Regency affectionados sometimes believe there was just one way that things were–but most of us know that wasn’t so. Not to repeat myself (I may have said something along these lines before) but in the 60’s we did not wear Jackie Kennedy’s neat jacketed suits and pillbox hats, any more than we all wore mini-dresses in huge geometric prints. Or prairie dresses with flowers in our hair.

The lady (I assume both were ladies) author of REGENCY ETTIQUETTE had some amusing comments (not intending to be amusing, naturally). Here is one, regarding stays and corsets:

A vile taste in the contriver, and as stupid an approval by a large majority of women, have brought this monstrous distortion into a kind of fashion; and in consequence we see, in eight women out of ten, the hips squeezed into a circumference little more than the waist; and the bosom shoved up to the chin, making a sort of fleshy shelf, disgusting to the beholders, and certainly most incommodious to the bearer.

 

She has much to say on the subject of corsets, and also on the subject of a lady who, “of her own choice, ‘unveils her beauties to the sun and the moon.'” All of this suggests that there were ladies who wore stays and those who didn’t, and ladies who bared themselves in one way or the other–by means of low necklines or filmy material–and those who did not. Also, interestingly enough, the pictures published in this volume did not show examples of those you normally saw in women’s fashion publications in that year. The waistlines, for one, were almost at the normal waist and not high at all. (See the b & w scan above).

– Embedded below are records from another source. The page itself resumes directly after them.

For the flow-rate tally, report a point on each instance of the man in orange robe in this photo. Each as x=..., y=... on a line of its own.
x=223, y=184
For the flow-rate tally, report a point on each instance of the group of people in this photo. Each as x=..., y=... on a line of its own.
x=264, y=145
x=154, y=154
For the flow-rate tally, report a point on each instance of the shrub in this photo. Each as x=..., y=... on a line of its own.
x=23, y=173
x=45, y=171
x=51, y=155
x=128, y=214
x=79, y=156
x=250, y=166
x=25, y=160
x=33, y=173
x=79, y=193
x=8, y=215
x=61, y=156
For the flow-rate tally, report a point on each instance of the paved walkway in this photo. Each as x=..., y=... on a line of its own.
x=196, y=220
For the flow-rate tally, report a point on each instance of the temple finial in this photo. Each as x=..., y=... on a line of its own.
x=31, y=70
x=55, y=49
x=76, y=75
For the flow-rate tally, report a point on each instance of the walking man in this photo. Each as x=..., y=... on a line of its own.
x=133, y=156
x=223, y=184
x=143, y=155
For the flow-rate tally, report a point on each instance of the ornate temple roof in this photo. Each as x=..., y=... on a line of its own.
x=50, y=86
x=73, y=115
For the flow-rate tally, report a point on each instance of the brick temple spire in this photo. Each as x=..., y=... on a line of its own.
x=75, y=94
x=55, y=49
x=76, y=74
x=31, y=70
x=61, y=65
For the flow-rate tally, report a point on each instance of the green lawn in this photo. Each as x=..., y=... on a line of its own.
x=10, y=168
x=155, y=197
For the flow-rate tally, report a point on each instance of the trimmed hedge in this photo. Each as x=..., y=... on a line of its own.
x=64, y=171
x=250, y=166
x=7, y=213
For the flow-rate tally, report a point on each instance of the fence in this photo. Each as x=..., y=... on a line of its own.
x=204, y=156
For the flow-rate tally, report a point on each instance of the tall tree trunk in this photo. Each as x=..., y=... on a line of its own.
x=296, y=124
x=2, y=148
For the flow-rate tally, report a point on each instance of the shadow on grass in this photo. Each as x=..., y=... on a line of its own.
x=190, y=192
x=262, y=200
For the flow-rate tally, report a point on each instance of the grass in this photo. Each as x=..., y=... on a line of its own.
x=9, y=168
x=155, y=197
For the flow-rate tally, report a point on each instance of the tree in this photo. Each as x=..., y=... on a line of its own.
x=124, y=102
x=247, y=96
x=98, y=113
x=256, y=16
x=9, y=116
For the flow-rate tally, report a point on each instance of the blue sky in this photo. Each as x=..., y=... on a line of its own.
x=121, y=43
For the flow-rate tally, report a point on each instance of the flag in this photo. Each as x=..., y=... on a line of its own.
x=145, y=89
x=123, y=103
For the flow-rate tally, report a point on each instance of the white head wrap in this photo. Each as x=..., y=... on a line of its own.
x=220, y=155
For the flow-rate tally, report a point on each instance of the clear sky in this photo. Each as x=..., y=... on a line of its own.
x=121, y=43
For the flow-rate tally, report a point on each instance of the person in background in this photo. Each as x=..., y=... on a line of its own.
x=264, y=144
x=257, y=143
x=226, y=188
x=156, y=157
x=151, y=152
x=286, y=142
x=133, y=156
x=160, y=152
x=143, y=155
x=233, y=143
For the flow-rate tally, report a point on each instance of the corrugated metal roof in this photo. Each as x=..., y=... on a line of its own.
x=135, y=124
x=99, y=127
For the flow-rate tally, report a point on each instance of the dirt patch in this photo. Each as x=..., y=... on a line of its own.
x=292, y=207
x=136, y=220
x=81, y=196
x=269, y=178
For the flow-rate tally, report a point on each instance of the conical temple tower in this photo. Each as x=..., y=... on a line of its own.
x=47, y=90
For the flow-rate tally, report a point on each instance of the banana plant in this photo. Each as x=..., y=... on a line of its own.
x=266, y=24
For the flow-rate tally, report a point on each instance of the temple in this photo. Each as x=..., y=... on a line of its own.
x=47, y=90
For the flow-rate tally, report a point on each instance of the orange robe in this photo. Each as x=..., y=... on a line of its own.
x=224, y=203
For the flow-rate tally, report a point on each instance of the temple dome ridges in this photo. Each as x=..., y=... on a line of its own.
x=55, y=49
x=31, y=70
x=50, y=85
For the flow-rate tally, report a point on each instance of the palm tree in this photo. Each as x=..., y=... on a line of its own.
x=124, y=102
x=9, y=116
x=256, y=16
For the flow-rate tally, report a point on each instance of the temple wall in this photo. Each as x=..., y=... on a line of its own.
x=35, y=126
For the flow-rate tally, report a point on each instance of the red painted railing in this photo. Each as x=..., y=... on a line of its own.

The authoress of the 1834 volume has a similar opinion as the first. Immodesty and excess of dress are to be avoided, in her opinion, and “…do not be fools in order to be belles. Above all things consider decency and ease; never expose nor torture nature.” She also reiterated the first authoress’ opinion that one should dress appropriately to one’s station. It seems that even in 1811 there were concerns about girls of “plebian classes” dressing above their station.

The second scan is from Costume Parisienne of 1811.

The third is from Ackerman’s of that year (a mourning gown); the fourth is from Acerman’s, 1810, a ball gown.

Finally, the last lady is from Ackerman’s of 1812. I could not tell you which are the cit’s daughters and which are the peers!